Stavros Rougas and Ebrahim Ashrafizadeh created a site a few years ago to help journalists find academic experts. Originally called Media Spot Me, the site is now Expertise Finder.
I spoke with Rougas, a former journalist, via email about why he helped create the site and what you’ll find there.
What are the roots of Expertise Finder?
I was a TV producer on a current affairs program called The Agenda with Steve Paikin, it’s on a public broadcaster called TVO located in Toronto. I was looking for experts with depth all the time, too often scrambling for deadline and ending up with less than ideal guests. I thought there must be a better way so I looked and looked and looked. But nothing beat the power of the Google sledgehammer.
I teamed up with an engineer in Waterloo (Ontario) with a similar passion for knowledge and together we created the tool I wished for as a journalist.
Unlocking knowledge in a Web-centric way was a growing passion of mine. While the Web is redefining how we communicate, it’s the combination of lowering costs to build online tools that was my eureka moment. I realized in 2010 that cloud computing was hitting prime time and driving costs down which would allow people like me to consider doing things that were previously impossible.
Tell us about Expertise Finder and how journalists can use it.
It’s a search engine for journalists to find experts. It takes seconds.
Journalists are generalists by nature and need to find people with specific expertise. You can start with even the most general search and then click on any area of expertise to see related knowledge. You can poke around and quickly discover people with specific knowledge, including things you didn’t know existed but make sense when you see them.
How is this different from or better than a Google search?
Google is wonderful, so we built Expertise Finder to be as simple as searching on Google. The difference is that our results are only people. Currently it’s limited to academics from accredited universities and four year colleges across North America.

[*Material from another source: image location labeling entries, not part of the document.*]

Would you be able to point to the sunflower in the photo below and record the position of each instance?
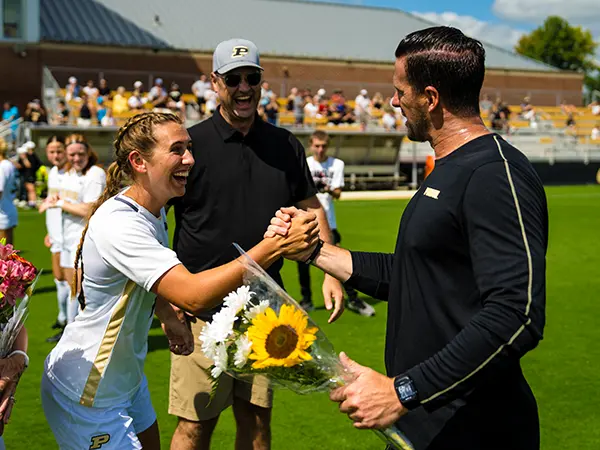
(280, 341)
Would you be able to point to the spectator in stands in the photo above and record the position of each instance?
(211, 98)
(320, 95)
(338, 96)
(328, 175)
(101, 110)
(595, 135)
(87, 111)
(158, 96)
(311, 111)
(91, 90)
(389, 117)
(272, 110)
(571, 125)
(362, 108)
(527, 109)
(8, 192)
(377, 102)
(62, 113)
(10, 114)
(27, 164)
(175, 101)
(265, 94)
(120, 104)
(135, 102)
(103, 89)
(139, 86)
(73, 90)
(199, 88)
(108, 120)
(485, 106)
(35, 113)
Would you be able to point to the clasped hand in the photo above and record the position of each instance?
(297, 231)
(369, 398)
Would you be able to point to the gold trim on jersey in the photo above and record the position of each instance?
(106, 346)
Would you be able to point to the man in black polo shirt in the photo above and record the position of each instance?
(245, 170)
(466, 284)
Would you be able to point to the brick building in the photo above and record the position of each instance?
(302, 44)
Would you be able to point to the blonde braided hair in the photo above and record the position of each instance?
(137, 134)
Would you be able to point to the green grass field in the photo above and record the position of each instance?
(563, 370)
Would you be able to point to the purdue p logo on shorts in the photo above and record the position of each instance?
(99, 441)
(239, 51)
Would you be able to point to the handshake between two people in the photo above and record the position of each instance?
(297, 232)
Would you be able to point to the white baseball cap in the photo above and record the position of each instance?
(235, 53)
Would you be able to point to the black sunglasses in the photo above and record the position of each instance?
(234, 79)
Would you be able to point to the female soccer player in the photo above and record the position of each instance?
(81, 185)
(55, 152)
(94, 391)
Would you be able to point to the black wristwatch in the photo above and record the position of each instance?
(315, 252)
(406, 392)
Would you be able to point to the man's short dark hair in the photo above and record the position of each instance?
(320, 135)
(443, 57)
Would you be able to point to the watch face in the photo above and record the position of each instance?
(406, 391)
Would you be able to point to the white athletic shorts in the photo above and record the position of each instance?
(55, 246)
(8, 221)
(67, 257)
(77, 427)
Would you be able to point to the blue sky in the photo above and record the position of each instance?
(500, 22)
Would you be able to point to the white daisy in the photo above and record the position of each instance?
(254, 311)
(221, 327)
(239, 299)
(243, 345)
(220, 361)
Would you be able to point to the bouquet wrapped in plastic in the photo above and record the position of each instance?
(17, 281)
(261, 330)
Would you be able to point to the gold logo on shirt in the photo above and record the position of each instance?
(99, 441)
(432, 193)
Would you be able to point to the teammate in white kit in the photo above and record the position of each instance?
(94, 391)
(56, 154)
(328, 176)
(8, 192)
(81, 185)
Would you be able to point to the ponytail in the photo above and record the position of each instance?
(115, 180)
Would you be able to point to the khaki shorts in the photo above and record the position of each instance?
(190, 386)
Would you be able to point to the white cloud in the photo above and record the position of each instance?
(500, 35)
(577, 12)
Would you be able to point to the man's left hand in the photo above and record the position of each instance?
(370, 399)
(181, 339)
(332, 289)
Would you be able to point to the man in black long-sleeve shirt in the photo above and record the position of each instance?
(466, 283)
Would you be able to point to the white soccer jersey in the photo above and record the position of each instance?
(54, 215)
(330, 173)
(99, 360)
(8, 186)
(79, 188)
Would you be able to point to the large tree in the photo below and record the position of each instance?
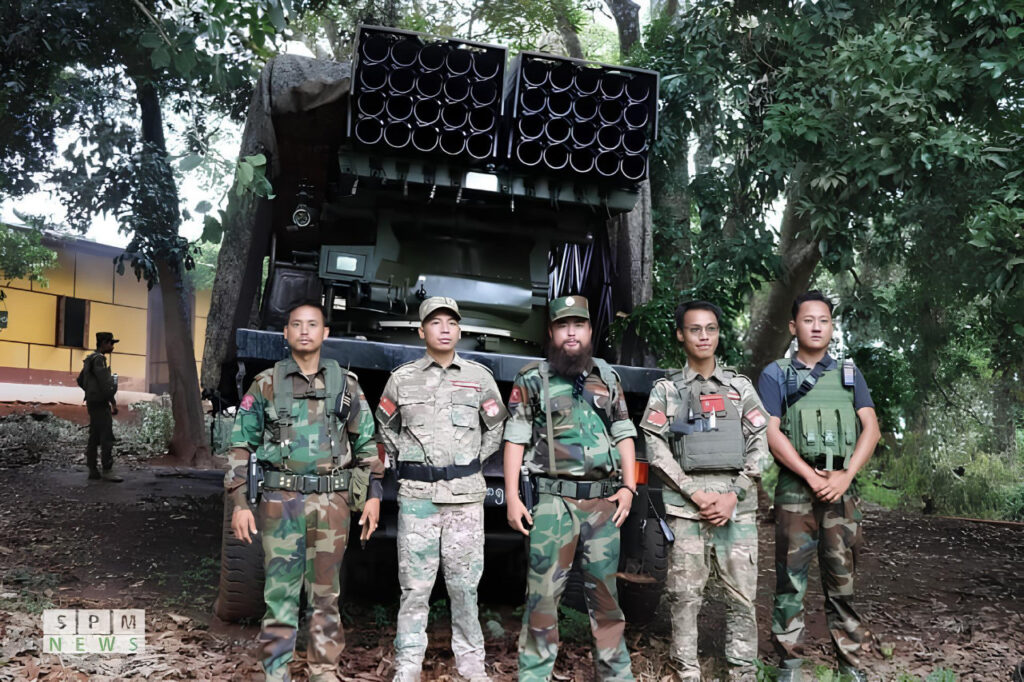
(104, 76)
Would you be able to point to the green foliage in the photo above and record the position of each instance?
(24, 256)
(573, 626)
(155, 426)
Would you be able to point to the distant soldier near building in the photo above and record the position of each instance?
(705, 428)
(438, 418)
(100, 387)
(306, 424)
(822, 430)
(569, 428)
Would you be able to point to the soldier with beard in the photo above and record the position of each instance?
(568, 427)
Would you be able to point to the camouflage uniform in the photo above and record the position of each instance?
(304, 536)
(566, 529)
(99, 392)
(805, 527)
(730, 550)
(432, 416)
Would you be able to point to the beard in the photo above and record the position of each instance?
(570, 365)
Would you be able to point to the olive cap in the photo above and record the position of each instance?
(568, 306)
(435, 303)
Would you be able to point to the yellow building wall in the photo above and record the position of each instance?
(60, 281)
(13, 354)
(94, 278)
(125, 324)
(32, 317)
(129, 291)
(128, 366)
(48, 357)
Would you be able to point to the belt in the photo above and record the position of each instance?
(577, 489)
(306, 483)
(821, 462)
(429, 474)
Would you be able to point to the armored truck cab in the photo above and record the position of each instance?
(372, 215)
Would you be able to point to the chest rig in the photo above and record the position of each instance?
(337, 408)
(820, 420)
(707, 434)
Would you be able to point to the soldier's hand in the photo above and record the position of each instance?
(624, 501)
(243, 522)
(721, 510)
(371, 516)
(837, 483)
(516, 511)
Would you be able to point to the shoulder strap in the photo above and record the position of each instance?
(546, 396)
(807, 384)
(283, 395)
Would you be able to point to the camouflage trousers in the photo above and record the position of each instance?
(833, 531)
(100, 434)
(730, 552)
(450, 536)
(304, 538)
(564, 531)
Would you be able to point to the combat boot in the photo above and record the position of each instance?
(851, 674)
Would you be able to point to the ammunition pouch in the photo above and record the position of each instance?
(577, 489)
(307, 483)
(429, 474)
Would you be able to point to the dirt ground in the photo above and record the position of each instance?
(938, 594)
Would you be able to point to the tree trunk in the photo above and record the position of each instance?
(566, 30)
(239, 262)
(188, 443)
(627, 15)
(769, 333)
(630, 240)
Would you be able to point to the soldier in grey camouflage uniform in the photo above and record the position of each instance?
(822, 430)
(568, 426)
(438, 419)
(710, 488)
(312, 454)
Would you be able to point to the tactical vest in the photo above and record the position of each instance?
(337, 406)
(707, 431)
(822, 425)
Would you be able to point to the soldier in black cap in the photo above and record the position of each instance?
(99, 386)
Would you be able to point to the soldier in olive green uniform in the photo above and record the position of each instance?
(569, 426)
(97, 382)
(706, 438)
(309, 426)
(822, 430)
(438, 419)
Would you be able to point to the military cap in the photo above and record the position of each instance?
(435, 303)
(568, 306)
(105, 337)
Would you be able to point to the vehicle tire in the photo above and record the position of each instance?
(240, 595)
(639, 601)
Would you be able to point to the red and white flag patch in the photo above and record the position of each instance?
(491, 408)
(756, 418)
(656, 418)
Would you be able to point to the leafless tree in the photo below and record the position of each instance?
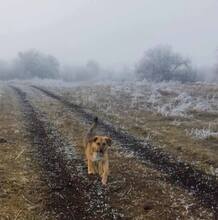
(162, 63)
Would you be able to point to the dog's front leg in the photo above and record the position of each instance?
(91, 169)
(105, 172)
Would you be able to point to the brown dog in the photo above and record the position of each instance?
(96, 151)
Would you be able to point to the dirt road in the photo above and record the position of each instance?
(142, 185)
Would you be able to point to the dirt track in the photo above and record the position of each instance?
(202, 185)
(138, 187)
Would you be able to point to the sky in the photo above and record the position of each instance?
(112, 32)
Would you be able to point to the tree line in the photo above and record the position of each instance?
(158, 64)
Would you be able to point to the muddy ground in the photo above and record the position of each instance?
(43, 174)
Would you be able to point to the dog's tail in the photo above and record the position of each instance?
(91, 131)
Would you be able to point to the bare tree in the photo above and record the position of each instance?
(162, 63)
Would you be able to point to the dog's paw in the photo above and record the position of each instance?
(104, 182)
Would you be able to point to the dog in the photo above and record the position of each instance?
(96, 152)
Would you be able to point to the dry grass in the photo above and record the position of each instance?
(21, 190)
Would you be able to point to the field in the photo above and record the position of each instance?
(163, 161)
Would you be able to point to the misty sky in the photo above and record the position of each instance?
(112, 32)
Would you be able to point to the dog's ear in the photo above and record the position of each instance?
(108, 140)
(93, 139)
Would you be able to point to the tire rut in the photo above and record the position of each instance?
(201, 185)
(72, 195)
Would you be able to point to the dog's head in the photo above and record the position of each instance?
(99, 145)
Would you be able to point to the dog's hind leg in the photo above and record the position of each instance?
(105, 173)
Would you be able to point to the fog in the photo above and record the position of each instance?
(114, 33)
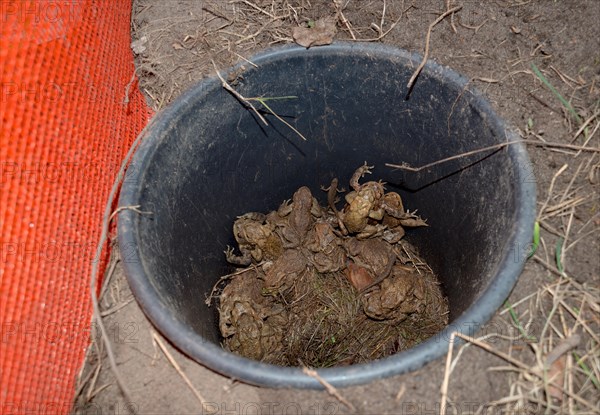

This is free for journalists, but do universities pay to have faculty listed? What’s the benefit for them?
Listing experts is free for accredited universities and colleges. We make money by using our software to build custom experts directories for universities and colleges. It’s a cloud solution, with no IT they get a directory with our search technology and more. Here is a client’s directory we power as an example.
There is no way to buy a higher ranking or listing. There is no advertising. It’s based on relevancy of expertise. In the end of the day it’s a useful piece of a journalist’s toolbox.
Have you seen any unexpected results yet, either on the part of journalists or the experts?
Less is more.
Journalists keep telling us don’t add more, we like the clean design. This focus has allowed us to create something that is mobile first and by extension works on the desktop.
For experts this means we do a lot with limited data. The thinking initially from many of our experts and our university clients is that it requires a ton of information. With focus, a journalist’s insight and well-designed technology, we do a lot with very little. We do in three days what was talked about for three years.
We live in a Google universe, if it’s not easy to use and fast, it doesn’t matter how great it is or how money is spent, it will not be used a lot.